Während die ▪ typischen Erzählsituationen Stanzels auch über die Grenzen der älteren Erzähltheorie hinweg des ganzen Stanzel-Bashings" zum Trotz durchaus Beachtung und Anerkennung finden, gilt diese jedoch in dieser Form nicht für die später in Form seines Typenkreises mit seinen "wunderlich verflochtenen Achsen, Grenzen, Naben, Speichen, Kardinalpunkten, Felgen und Schläuchen" (Genette 2. Aufl. 1998, S.270) weiter entwickelte Konzeption nicht mehr. (vgl. dazu Martínez/Scheffel 2016, Bode 2005, S.145-206) Kein Wunder, dass dieser auch im schulischen Literaturunterricht keine Rolle spielt und hier auf eine nähere Darstellung verzichtet wird.

Eine pragmatische Herangehensweise ist vor allem bei der schulischen Erzähltextanalyse nötig

Allgemein gilt wohl nach Christoph Bode (2005, S.143), dass es "eigentlich egal (ist), welches Modell man benutzt, welcher Terminologie man sich bedient. [...] Wie bei jedem anderen Instrument bemisst sich seine Tauglichkeit an seiner spezifischen Leistung: Wie gut lässt sich damit arbeiten? Wie handlich ist es? Wie viel Aufschluss gibt es mir, über das hinaus, was ich bereits weiß? Was ist sein Auflösungsvermögen, seine Tiefenschärfe, was bildet es ab, was kann es gar nicht zeigen? Vielleicht am wichtigsten: Wie gut bedient es die konkreten Erkenntnisinteressen, die ich habe?" 

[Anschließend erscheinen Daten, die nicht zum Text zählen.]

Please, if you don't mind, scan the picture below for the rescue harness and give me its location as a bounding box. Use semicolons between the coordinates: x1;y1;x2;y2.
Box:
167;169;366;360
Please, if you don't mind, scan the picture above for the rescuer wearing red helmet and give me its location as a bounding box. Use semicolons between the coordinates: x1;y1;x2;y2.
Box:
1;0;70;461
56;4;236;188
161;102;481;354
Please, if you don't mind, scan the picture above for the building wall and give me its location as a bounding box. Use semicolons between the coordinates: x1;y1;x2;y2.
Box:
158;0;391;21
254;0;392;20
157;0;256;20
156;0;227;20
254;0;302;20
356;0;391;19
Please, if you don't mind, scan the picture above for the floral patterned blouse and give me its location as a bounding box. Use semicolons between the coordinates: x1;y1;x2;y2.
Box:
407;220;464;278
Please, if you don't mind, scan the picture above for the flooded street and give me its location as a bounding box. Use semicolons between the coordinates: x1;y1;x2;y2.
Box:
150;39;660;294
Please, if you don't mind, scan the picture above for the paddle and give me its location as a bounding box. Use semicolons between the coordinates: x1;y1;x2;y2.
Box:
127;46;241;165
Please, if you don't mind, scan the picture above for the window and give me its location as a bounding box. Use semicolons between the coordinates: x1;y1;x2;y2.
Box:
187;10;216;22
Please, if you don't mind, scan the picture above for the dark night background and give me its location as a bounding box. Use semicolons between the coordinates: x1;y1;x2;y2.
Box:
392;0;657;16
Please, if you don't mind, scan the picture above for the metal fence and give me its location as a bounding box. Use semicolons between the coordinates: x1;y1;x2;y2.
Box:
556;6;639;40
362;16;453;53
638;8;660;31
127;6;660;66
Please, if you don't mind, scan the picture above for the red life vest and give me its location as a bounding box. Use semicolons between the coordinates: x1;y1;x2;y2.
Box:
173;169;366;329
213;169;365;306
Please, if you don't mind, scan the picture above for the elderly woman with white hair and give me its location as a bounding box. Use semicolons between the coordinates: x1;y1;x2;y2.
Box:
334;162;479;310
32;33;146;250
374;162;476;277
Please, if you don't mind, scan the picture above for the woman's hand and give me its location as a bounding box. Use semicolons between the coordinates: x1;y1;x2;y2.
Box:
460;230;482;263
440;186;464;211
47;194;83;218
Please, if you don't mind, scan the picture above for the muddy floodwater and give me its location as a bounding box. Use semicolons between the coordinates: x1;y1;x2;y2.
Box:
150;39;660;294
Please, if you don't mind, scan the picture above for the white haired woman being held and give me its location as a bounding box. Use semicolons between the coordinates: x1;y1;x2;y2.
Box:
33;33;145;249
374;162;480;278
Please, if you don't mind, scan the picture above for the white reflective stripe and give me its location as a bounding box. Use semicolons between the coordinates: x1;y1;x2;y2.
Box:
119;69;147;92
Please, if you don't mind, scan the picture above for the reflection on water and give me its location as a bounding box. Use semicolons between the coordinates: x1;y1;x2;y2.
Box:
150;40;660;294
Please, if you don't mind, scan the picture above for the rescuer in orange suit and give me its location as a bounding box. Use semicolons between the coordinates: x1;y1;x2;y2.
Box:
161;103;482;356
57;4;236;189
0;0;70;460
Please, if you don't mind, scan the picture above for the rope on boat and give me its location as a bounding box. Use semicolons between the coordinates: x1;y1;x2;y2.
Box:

Dies gilt umso mehr für die ▪ schulische Analyse und Interpretation erzählender Texte, bei der es nicht um eine letztlich widerspruchsfreie, kategoriale Terminologie in einem geschlossenen erzähltheoretischen Universum, schon gar nicht um terminlogische Vorherrschaft im Bereich der Erzähltheorie geht, sondern darum bei der Interpretation von literarischen Texten, erzähltheoretische Kategorien, "verstanden als begrifflicher Werkzeugkasten" (Köppe/Kindt 2014, S.33) "im Rahmen unterschiedlich ausgerichteter interpretativer Erschließungen von Erzähltexten" zu nutzen.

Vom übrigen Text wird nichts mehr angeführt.